# stihl weedeater wont prime



## nobrakes

I have several stihl weedeaters they are the newer ones zama carbs on them i have done everything i know to do i cant get them to prime changed fuel lines and filter rebuilt carb, changed gas cap, new primer ball it will crank with starting fluid but dies soon after it is building up pressure in the tank what else can i check


----------



## luckyvision

loosen the cap & try it. if it runs you've found the problem. now why on several Stihl weedeaters?


----------



## nobrakes

just got a few with the same kinda carbs rotary they belong to a customer and all three are doing the same thing ill check the cap when loose


----------



## nobrakes

it still wont prime i know the carb is clean been over it several times nothing seems to be clogged do these carbs need the welch plugs changed what else can go wrong usually dont go no further than new diaphram gaskets you know the regular stuff dont know a whole lot about the rotary carbs they seem to be pretty simple although they have no adjustments on them(sux) not to much there to get stopped up someone told me there is an ajustment screw where the throttle hooks up just a plate to me holding down the throttle took it all apart i could not see where to adjust anything dont know just open for suggestions thnx


----------



## geogrubb

I would suggest going to;
www.zamacarb.com
Select - Service/Aftermarket
Select - Technical Guide
Close to the bottom of the .pdf it covers the rotary carb.
Hope this helps. Have a good one. Geo


----------



## Dimark1009

I have rebuilt 2 stroke carbs for the past 2 years in my shop that I do as a side business. 

I have yet to get a rotary carburetor to work right , I've rebuilt them, cleaned them and adjusted the metering levers, they would never work. both the Zama's and the Walbro's. 

I have sat and read the service manuals on them several times, no help. 

If it's a rotary carb , I just buy a new one and be done with it. 

I know this dont help your problem , but dont feel bad, your not the only one having problems with them. 

Mark


----------



## 30yearTech

I would check or replace the high speed check valve, if it leaks the primer will not work and you will not be able to get the engine to run. They will start with a bad check valve, but as soon as you take the choke off, they will lean out and die.


----------



## COMP

30yearTech said:


> I would check or replace the high speed check valve, if it leaks the primer will not work and you will not be able to get the engine to run. They will start with a bad check valve, but as soon as you take the choke off, they will lean out and die.


is that the governor (sp)


----------



## 30yearTech

COMP said:


> is that the governor (sp)


No, the high speed check valve in the carburetor prevents back pressure from the engine from entering the metering chamber of the carburetor. 2 cycle engines tend to have quite a bit of back pressure flow back out through the carburetors when they are running, if the pressure enters though the main jet and into the metering area of the carburetor, it will prevent fuel from flowing into the metering side and the engine will die.


----------



## COMP

30yearTech said:


> No, the high speed check valve in the carburetor prevents back pressure from the engine from entering the metering chamber of the carburetor. 2 cycle engines tend to have quite a bit of back pressure flow back out through the carburetors when they are running, if the pressure enters though the main jet and into the metering area of the carburetor, it will prevent fuel from flowing into the metering side and the engine will die.

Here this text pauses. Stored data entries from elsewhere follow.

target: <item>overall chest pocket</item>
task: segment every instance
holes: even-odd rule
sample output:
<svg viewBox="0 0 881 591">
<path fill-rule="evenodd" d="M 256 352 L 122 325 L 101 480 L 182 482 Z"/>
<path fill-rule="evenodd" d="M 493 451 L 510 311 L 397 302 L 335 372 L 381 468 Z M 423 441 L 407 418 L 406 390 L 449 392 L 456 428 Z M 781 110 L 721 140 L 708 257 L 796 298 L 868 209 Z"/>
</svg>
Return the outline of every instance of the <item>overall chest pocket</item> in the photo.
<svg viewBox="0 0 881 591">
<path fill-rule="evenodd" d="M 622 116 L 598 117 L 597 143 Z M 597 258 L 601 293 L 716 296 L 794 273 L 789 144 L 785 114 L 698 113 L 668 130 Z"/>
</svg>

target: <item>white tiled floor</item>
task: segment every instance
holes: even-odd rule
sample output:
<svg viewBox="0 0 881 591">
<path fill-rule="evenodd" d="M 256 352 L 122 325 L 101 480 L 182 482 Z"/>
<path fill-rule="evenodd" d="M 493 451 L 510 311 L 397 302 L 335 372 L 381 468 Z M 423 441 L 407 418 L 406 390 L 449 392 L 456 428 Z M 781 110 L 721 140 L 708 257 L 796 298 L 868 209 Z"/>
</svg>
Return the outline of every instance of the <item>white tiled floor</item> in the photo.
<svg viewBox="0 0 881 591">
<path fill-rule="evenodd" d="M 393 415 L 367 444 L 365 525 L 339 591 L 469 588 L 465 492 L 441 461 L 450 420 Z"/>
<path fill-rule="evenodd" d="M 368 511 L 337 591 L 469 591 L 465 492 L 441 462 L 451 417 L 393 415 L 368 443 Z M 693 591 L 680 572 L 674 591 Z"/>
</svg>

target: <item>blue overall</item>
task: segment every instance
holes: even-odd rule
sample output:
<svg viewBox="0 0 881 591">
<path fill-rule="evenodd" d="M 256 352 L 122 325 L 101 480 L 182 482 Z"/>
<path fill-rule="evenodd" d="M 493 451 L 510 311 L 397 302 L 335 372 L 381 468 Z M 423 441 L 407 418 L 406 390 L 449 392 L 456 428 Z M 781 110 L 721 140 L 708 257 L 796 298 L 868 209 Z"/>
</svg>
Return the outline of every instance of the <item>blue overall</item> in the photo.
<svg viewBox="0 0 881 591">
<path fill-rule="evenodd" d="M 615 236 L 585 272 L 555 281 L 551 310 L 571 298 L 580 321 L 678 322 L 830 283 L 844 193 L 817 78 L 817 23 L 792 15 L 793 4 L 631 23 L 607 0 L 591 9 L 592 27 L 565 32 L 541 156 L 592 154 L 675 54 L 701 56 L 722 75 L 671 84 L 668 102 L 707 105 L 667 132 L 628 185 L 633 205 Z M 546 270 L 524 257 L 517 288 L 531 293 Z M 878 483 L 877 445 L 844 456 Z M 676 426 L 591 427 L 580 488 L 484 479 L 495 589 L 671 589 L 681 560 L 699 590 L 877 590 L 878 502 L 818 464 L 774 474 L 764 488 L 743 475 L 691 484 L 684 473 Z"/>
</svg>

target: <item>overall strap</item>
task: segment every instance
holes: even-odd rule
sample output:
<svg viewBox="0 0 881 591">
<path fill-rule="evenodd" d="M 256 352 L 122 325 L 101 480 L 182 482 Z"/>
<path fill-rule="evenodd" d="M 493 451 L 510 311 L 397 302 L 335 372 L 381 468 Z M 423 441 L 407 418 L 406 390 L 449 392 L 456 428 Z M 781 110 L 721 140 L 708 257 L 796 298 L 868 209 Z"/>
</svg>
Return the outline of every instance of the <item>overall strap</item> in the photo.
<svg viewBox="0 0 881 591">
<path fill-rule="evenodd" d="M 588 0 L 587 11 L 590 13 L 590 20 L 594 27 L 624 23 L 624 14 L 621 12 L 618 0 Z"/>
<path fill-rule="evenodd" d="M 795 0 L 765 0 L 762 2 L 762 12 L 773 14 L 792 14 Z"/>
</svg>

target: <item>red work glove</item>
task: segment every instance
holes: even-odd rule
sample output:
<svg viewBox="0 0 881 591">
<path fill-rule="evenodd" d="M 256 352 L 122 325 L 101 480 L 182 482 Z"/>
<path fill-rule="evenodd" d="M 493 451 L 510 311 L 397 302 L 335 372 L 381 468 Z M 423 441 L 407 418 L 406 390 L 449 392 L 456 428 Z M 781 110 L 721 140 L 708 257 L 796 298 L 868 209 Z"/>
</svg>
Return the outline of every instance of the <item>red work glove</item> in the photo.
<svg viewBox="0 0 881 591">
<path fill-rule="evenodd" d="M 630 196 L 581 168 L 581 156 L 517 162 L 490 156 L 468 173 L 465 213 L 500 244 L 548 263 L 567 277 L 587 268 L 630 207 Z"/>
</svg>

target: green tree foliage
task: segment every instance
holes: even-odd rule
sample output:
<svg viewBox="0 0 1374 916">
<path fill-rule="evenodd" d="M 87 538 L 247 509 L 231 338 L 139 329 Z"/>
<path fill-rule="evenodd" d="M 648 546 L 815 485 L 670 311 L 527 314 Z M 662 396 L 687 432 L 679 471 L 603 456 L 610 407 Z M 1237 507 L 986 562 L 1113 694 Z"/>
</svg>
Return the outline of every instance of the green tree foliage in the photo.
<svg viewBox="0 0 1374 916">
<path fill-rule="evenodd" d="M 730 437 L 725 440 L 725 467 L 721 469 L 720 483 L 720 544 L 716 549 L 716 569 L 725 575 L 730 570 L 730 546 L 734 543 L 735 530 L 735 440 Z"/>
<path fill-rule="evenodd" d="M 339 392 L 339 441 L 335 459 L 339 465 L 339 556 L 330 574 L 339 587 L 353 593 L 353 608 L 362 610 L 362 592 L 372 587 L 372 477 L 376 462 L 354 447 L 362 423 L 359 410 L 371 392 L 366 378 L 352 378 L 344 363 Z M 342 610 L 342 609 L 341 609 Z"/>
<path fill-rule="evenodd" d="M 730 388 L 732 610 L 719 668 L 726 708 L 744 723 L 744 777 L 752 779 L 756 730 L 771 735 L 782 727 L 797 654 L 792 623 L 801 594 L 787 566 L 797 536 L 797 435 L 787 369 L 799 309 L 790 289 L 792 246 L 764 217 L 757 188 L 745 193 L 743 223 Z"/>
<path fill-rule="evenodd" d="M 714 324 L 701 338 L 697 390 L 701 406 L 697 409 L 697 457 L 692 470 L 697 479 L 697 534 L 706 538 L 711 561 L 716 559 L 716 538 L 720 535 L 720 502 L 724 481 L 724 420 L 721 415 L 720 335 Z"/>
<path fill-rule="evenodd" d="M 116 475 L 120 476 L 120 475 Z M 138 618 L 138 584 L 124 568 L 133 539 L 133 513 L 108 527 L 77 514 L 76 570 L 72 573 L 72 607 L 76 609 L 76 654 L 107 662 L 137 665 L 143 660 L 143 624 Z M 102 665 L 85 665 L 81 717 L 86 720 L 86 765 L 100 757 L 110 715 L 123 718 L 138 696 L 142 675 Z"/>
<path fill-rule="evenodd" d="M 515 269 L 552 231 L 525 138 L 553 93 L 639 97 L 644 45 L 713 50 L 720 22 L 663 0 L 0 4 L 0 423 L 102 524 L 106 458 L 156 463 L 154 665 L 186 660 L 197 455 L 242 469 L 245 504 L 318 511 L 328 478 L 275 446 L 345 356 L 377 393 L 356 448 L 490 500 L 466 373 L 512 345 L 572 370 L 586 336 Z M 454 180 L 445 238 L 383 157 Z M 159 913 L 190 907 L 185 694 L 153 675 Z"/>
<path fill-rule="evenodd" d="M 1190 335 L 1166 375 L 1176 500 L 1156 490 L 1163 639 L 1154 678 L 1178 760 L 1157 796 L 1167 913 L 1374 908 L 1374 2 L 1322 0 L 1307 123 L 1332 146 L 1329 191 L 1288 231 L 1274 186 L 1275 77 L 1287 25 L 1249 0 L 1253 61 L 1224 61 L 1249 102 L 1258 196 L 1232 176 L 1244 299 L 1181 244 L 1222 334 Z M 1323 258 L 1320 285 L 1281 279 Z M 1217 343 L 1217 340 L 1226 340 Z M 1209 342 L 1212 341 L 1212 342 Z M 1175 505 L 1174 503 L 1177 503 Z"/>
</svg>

i need to tare into a few more carbs i guess :thumbsup:


----------



## nobrakes

thanx for all the help i took carb apart one more time and looked it over real good the small oblong welch plug was missing put a new one in and put it all back together primed right runs like a champ appreciate the info


----------



## edsteeler

*What is a rotary carb.?*

I just started a short time ago tinkering with 2 cycle engines and I read messages about rotary carbs. and don't know for sure what they are.


----------



## COMP

edsteeler said:


> I just started a short time ago tinkering with 2 cycle engines and I read messages about rotary carbs. and don't know for sure what they are.


i don't think i have worked on them myself


----------



## 30yearTech

edsteeler said:


> I just started a short time ago tinkering with 2 cycle engines and I read messages about rotary carbs. and don't know for sure what they are.


Go to www.walbro.com and look up any wy, wyk, wyl series carburetor and you will see what is being referred to as a rotary carburetor. It's the type of throttle valve that is being used on a particular carburetor.


----------